Future readers will come to the legislation without knowledge of how the various rules in Part M interact with other Parts of the Act, particularly Part L. In identifying these interrelationships, the draft legislation helps readers understand the relationship between provisions in other Parts of the Act and the transactions and situations dealt with in Part M.

The ordering of the subparts and provisions in the subparts reflects the drafting policy that more generally applicable provisions should appear earliest in each Part.

Cross-references in this exposure draft to Parts outside Part M relate to the 2004 Act, not to the recently released exposure drafts of other rewritten Parts. This is because further intensive specialist reviews of these exposure drafts are planned and may lead to changes to these draft provisions.

Specific feedback

We invite comment on the proposed amendment to the definition of “tax position” and section 22(2) (both being in the TAA) as a consequence of introducing the new term “memorandum account” in Part M.

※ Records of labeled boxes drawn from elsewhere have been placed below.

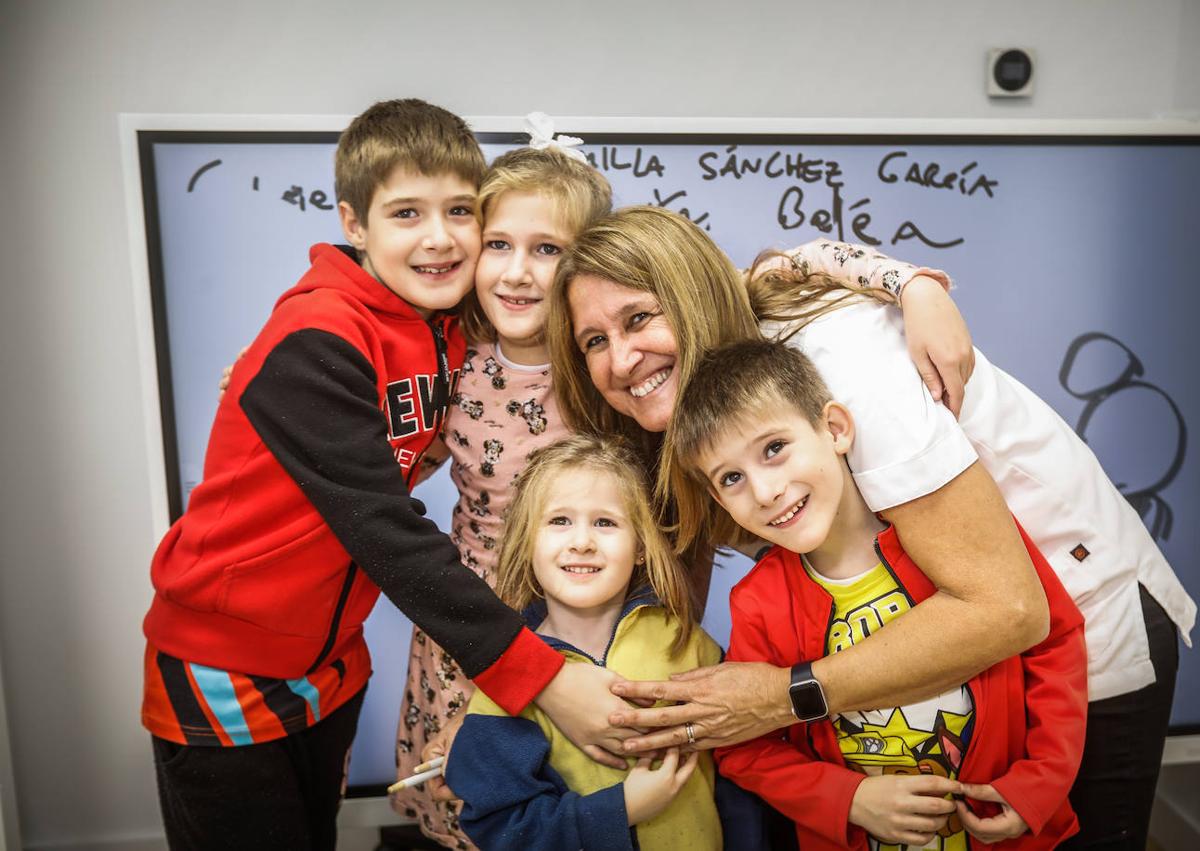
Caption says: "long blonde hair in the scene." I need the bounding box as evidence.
[496,435,695,655]
[460,148,612,343]
[546,206,760,556]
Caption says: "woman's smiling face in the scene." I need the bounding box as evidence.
[568,275,679,432]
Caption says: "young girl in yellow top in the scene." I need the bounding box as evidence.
[445,435,761,851]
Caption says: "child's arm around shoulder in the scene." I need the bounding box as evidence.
[241,317,562,711]
[787,239,974,416]
[964,520,1087,841]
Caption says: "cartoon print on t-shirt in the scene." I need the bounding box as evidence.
[504,398,546,435]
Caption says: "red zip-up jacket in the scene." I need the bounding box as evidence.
[716,527,1087,851]
[144,245,563,713]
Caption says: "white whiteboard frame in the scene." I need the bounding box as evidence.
[114,113,1200,825]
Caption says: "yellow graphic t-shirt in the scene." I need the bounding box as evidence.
[804,559,974,851]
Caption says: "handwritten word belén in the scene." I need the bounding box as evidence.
[775,185,965,248]
[878,151,1000,198]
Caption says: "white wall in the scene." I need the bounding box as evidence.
[0,0,1200,847]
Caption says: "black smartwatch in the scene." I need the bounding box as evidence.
[787,661,829,721]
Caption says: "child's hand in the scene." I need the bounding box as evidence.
[850,774,961,847]
[955,783,1030,845]
[217,346,250,402]
[625,748,700,827]
[421,712,467,801]
[900,275,974,416]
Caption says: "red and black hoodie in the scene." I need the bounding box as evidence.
[144,245,563,739]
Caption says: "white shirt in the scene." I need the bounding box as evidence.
[762,301,1196,700]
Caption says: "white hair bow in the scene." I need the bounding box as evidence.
[526,113,588,162]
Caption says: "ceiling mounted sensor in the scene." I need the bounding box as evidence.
[988,47,1037,97]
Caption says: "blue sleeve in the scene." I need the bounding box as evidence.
[713,772,772,851]
[445,714,634,851]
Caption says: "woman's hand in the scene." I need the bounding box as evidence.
[534,663,638,769]
[850,774,960,847]
[421,712,467,801]
[955,783,1030,845]
[624,748,700,827]
[608,661,796,753]
[900,275,974,416]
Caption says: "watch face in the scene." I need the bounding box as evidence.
[788,679,828,721]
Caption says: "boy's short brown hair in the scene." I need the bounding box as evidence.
[334,97,487,222]
[662,340,833,554]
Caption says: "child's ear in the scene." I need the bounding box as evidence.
[821,402,854,455]
[337,200,367,251]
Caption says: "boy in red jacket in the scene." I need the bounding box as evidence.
[142,100,590,850]
[667,341,1087,851]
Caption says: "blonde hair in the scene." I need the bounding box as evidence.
[496,435,695,655]
[546,206,760,563]
[334,97,487,222]
[664,340,833,556]
[461,148,612,342]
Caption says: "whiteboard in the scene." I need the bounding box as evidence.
[134,120,1200,789]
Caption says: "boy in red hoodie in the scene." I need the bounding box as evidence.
[142,100,604,850]
[667,341,1087,851]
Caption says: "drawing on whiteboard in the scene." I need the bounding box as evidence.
[1058,331,1188,540]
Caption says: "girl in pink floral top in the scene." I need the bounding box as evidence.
[392,142,612,849]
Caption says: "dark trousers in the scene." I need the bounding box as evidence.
[1061,588,1180,851]
[151,689,366,851]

Comment on any of the drafting clarifications is welcomed.

Relationship of Part M to other Parts

The main relationship between Part M and the rest of the Act is to provide a way of tracking payments of tax at a corporate level and the subsequent use of that tax as a credit of tax under Part L. As a result there is no direct link with the core provisions from Part M.

Moving 2004 Act Part M provisions to Part N

Subparts MB, MBA, MBB, MBC, MC and MD are to be rewritten and relocated within Part N.

Comment is invited on the proposed relocation of these subparts, which deal with tax payments and refunds.

Moving 2004 Act provisions to subpart MZ

Section MJ 4 has been moved to draft section MZ 5.

Section MJ 7 has been moved to draft section MZ 6.